John looked at Sherlock, and Sherlock looked back for a brief second of eye contact before looking away again, back to his experiment.

"Of course. Mummy made sure of that."


John could see it. Sherlock as a little boy, told to look at people when they were talking to him, that saying those things was not acceptable, even if they were true, that jumping about was not acceptable, even if you were thrilled beyond belief, that hand flapping and twirling were also not acceptable. He imagined a young Sherlock examining the word on his wrist, looking it up in the dusty dictionaries John was sure he owned, and reading about his definition. Hearing words said about him, limitations placed on him because of one simple word on a little boy's wrist.


"Don't do that," Sherlock said, snapping John out of his thoughts. "Don't pity me."

Sherlock rolled his eyes and headed towards his room.

John watched him retreat (because, really, that's what it was, a retreat) and rubbed his eyes, sighing. Sherlock was impossibly complicated, and it really didn't help anything that he seemed to take pleasure in either withholding information or feeding John false information about... well, everything about him. Sherlock could have been a triplet who was born in a barn for all John knew about him. Unlikely, he knew, but one could never be sure.

But the writing on his wrist, John had often wondered if Sherlock had anything, because most people did (not that Sherlock was like most people) but he'd never really seen Sherlock's bare wrists.


"Sherlock, come back," he called, exhausted once again. "I didn't... I wasn't..."

Sherlock skulked back out to the kitchen a moment later, in his arms a new non slashed or bloody shirt.

"I don't want to talk about it," he said flatly.

"Fine." John hesitated, but felt he had to ask. "What about Mycroft?"

"What about him?"Sherlock asked shortly.

"I've never seen his wrists. Does he have anything?"

"Not yet."

John nodded.

"But," Sherlock added, "I think I see the beginnings of 'type II diabetes'. So..."

He smirked, and John couldn't help but smile along with him.


"Hang on," John said after bandaging Sherlock and putting his supplies away. "Your shirt was ripped and slashed from the injury," John said slowly. "So my ripping it off of you wouldn't have made any difference whatsoever."

He looked at Sherlock suspiciously. "So why did you give in?"

Sherlock shrugged. "People would talk if you started ripping my clothes off."

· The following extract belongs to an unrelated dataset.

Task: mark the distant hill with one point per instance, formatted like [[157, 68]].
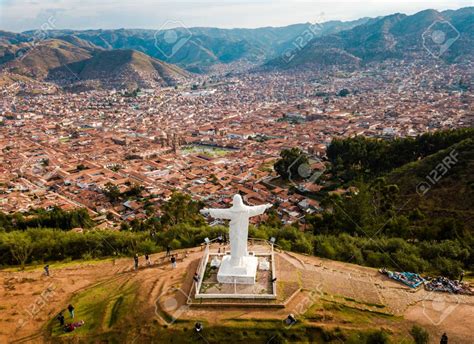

John rolled his eyes. "You don't care what people say," he pointed out. "So it seems that you do have some shreds of consideration for self care left."

"Right," Sherlock replied, already distracted with planning a new experiment.


They sat in silence for a while, Sherlock scribbling down notes, John pecking away at a new blog post.

"It doesn't matter, you know. What it says."

Not even looking up from his microscope, Sherlock replied. "Of course not. They're only words."

John nodded, feeling that Sherlock wasn't really listening. "Which is fine, by the way," he said, echoing what he'd said on that first strange night together.

"I know it's fine."

Sherlock looked up at him and they smiled. It's all fine.